Detecting the Blue Angels with Splunk Storm

Filed Under Geek, Raspberry Pi, SF Bay Area on 2013-01-20, 14:00

Blue Angels fly by the Golden Gate Bridge

For those that live in San Francisco (and the surrounding area), you know what Fleet Week sounds like. For those that don’t live around here, it sounds like incredibly loud low flying fighter jets buzzing the city for a couple hours each day for almost a week. Specifically it’s usually the Blue Angels practicing for their air show. Every year, Twitter and Facebook light up with either love or hate for these incredible technological marvels of human achievement built in the pursuit of an even greater military killing force. Regardless of your politics, they’re loud.

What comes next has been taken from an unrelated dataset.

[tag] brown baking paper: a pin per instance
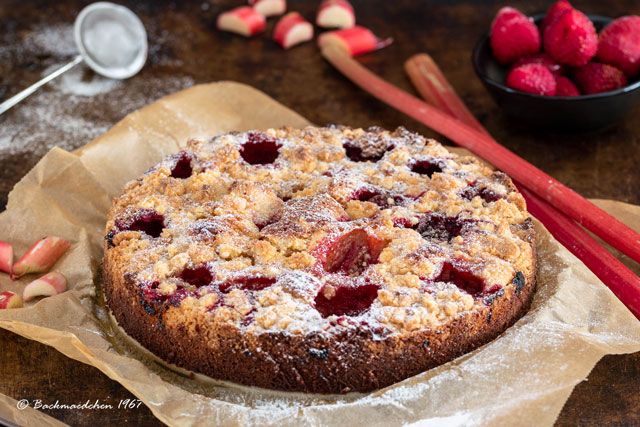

I’ve been working at Splunk on our cloud-based product, Splunk Storm, and have been finding new and different things to log and analyze with the service we’ve built. Shortly before Fleet Week 2012, Greg Albrecht came up with the idea of monitoring the roar of jet engines. He’s got a great write up of the whole side-project: Blue Angels Flyover Detection Using Splunk.

I used a Raspberry Pi with a Zoom H2 Recorder that can be used as a USB microphone. I left it setup by the window with it streaming data to our shared free project on Splunk Storm. We wondered at first whether we’d be able to reliably detect the jets since we had no way of testing before Fleet Week. Surprised that none of my friends owned fighter jets? Yeah, me too. But as you can see from the screenshots on Greg’s page of reports generated with Splunk, they weres pretty easy to detect.